In completion to the previous answer, a word of warning: it is only within a very limited class of probability distributions that there exist sufficient statistics that allow for a massive reduction in dimension.
This constraint is known as the Pitman-Koopman-Darmois lemma and is expressed as follows on Wikipedia:
According to the Pitman–Koopman–Darmois theorem, among families of
probability distributions whose domain does not vary with the
parameter $\theta$ being estimated, only in exponential families is
there a sufficient statistic whose dimension remains bounded as sample
size increases.
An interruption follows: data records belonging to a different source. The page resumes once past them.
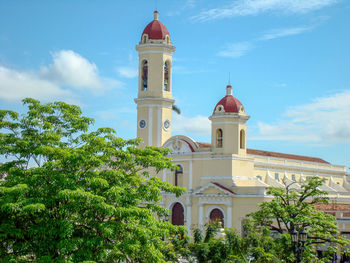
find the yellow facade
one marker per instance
(223, 175)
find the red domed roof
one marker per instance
(155, 29)
(230, 103)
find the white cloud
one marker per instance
(68, 70)
(199, 125)
(16, 85)
(71, 69)
(255, 7)
(128, 72)
(283, 32)
(325, 120)
(112, 114)
(235, 50)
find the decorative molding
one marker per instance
(154, 105)
(203, 188)
(154, 99)
(190, 175)
(212, 158)
(217, 177)
(297, 169)
(150, 132)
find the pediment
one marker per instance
(181, 144)
(213, 188)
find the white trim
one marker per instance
(212, 158)
(189, 219)
(154, 105)
(156, 52)
(229, 217)
(215, 202)
(190, 175)
(218, 177)
(229, 115)
(150, 132)
(154, 99)
(229, 122)
(211, 208)
(174, 201)
(312, 171)
(209, 185)
(200, 216)
(159, 123)
(164, 175)
(140, 126)
(296, 160)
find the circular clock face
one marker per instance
(142, 124)
(166, 124)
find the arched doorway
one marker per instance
(177, 215)
(216, 215)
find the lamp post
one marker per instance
(299, 240)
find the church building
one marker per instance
(224, 179)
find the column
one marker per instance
(200, 216)
(190, 175)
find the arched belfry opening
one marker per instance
(242, 139)
(144, 84)
(166, 76)
(177, 214)
(216, 215)
(144, 39)
(219, 138)
(178, 174)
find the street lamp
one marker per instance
(298, 240)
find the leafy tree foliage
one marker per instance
(290, 210)
(68, 194)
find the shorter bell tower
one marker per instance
(229, 126)
(154, 100)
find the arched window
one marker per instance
(178, 173)
(166, 76)
(242, 139)
(144, 84)
(216, 215)
(218, 138)
(177, 215)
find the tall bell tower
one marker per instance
(154, 100)
(229, 126)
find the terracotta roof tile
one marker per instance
(286, 156)
(223, 187)
(204, 145)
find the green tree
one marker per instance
(68, 194)
(216, 246)
(269, 228)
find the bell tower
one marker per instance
(229, 126)
(154, 100)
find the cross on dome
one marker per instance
(155, 29)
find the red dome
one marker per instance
(230, 103)
(155, 29)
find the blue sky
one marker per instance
(289, 62)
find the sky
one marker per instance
(288, 62)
Less tersely, suppose the $X_i,\ i = 1, \dots, n$ are
independent identically distributed random variables whose
distribution is known to be in some family of probability
distributions with parameter $\theta$. Only if that family is an
exponential family is there a (possibly vector-valued) sufficient
statistic $T(X_1, \dots, X_n)$ whose number of scalar components does
not increase as the sample size $n$ increases.
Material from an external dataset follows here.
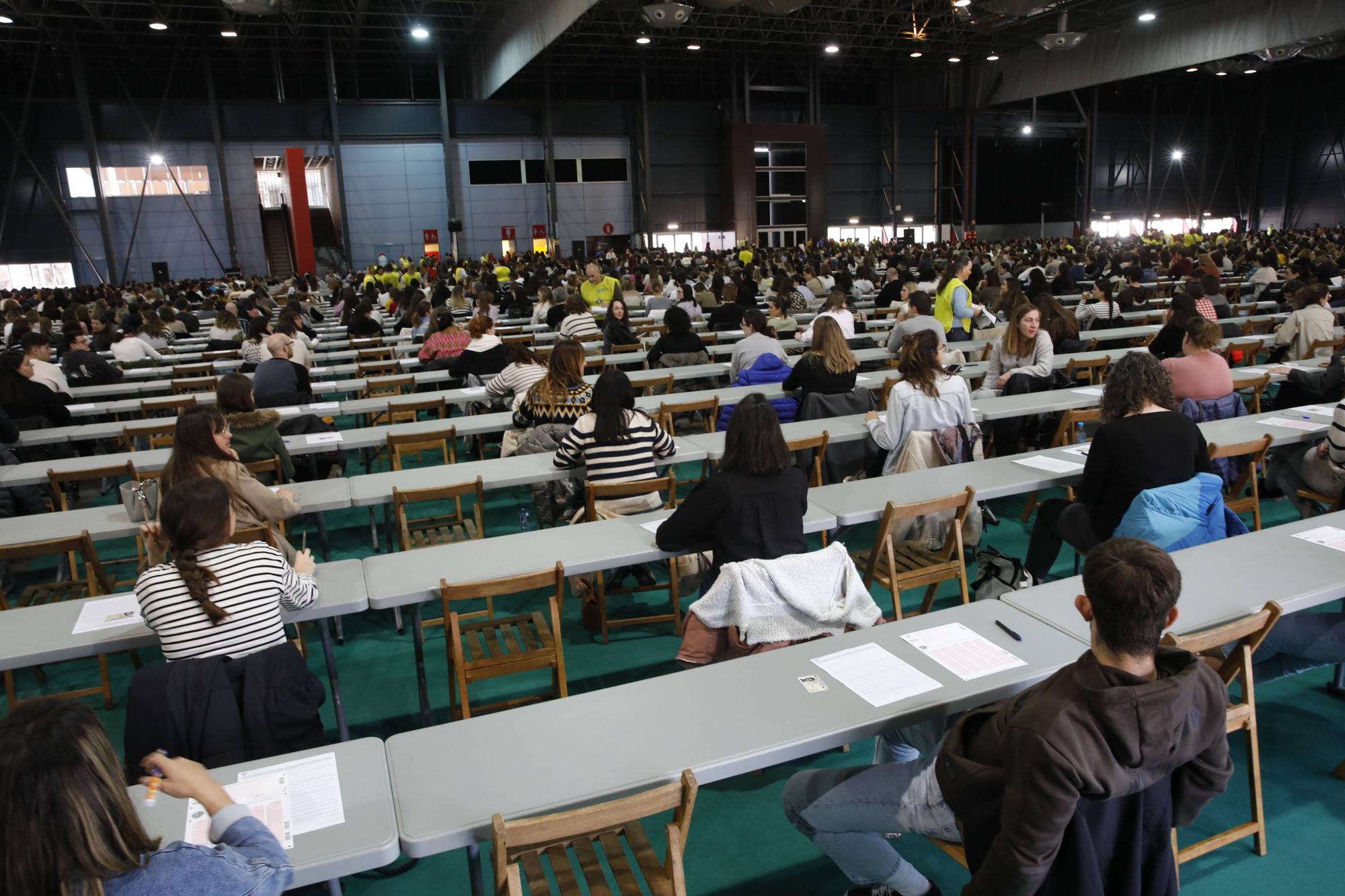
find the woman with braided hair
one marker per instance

This result implies that outside exponential families (like the Normal, Poisson, Binomial distributions), there is no possibility of a reduction in dimension from the $n$ original observations to a sufficient statistics. Most often, the "only" reductive sufficient statistic is the order statistic $(X_{(1)},\ldots,X_{(n)})$, where the observations are ordered. This is of the same dimension as the data, the only noise removed being the vector of the ranks.